Home

Awesome

KTNMT

Introduction

Source code for the ACL 2023 main conference long paper "Knowledge Transfer in Incremental Learning for Multilingual Neural Machine Translation" (Outstanding Paper Award)

In this work, we propose a knowledge transfer method that can efficiently adapt original MNMT models to diverse incremental language pairs.


Get Started

(Core) Data Preprocessing.

Standard BPE Procedure: following https://github.com/google/sentencepiece with 64k merged BPE tokens.

After obtaining the original vocabulary and the incremental vocabulary, you must get an incremental vocabulary of external models.

Model Training:

This system has been tested in the following environment.

Python version == 3.7

Pytorch version == 1.8.0

Fairseq version == 0.12.0 (pip install fairseq)

Note that it only influences the training procedure of the original and incremental model.

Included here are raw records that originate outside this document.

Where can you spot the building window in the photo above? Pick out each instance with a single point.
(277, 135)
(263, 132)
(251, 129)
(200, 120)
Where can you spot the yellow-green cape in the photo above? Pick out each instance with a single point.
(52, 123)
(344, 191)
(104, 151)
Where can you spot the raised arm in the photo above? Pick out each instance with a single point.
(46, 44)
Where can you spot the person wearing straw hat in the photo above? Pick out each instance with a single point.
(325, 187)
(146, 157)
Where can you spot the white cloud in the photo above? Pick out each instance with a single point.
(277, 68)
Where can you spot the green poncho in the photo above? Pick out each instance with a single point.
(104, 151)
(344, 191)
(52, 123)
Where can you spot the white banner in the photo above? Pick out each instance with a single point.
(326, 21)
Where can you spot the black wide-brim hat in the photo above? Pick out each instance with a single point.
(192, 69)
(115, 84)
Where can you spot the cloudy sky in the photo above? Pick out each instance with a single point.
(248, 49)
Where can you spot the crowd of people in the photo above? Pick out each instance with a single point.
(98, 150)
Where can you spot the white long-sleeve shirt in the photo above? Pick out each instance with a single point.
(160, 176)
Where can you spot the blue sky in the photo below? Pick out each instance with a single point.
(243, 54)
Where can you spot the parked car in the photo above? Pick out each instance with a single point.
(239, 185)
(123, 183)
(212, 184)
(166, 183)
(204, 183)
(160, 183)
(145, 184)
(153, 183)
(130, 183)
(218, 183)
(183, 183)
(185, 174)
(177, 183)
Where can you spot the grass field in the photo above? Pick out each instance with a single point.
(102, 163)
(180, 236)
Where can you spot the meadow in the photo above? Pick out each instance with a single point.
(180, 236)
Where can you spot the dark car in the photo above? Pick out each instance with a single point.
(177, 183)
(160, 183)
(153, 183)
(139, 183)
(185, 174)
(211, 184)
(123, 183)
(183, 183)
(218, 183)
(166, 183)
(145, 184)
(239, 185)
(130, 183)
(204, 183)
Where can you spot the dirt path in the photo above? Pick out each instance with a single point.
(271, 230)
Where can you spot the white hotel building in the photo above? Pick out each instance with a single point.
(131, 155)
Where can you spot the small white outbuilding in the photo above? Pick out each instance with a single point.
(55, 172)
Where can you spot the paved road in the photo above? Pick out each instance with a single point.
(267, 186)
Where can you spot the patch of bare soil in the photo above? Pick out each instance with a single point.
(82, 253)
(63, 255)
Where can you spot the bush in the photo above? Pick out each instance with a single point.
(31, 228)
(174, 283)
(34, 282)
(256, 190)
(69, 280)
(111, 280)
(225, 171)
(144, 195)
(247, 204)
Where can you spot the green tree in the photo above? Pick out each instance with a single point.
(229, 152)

You can choose your favorite deep learning library for model training.


Incremental Learning

We build the incremental learning procedure for Multilingual Neural Machine Translation as follows:

  1. Get original multilingual translation models (or train a multilingual translation model by yourself).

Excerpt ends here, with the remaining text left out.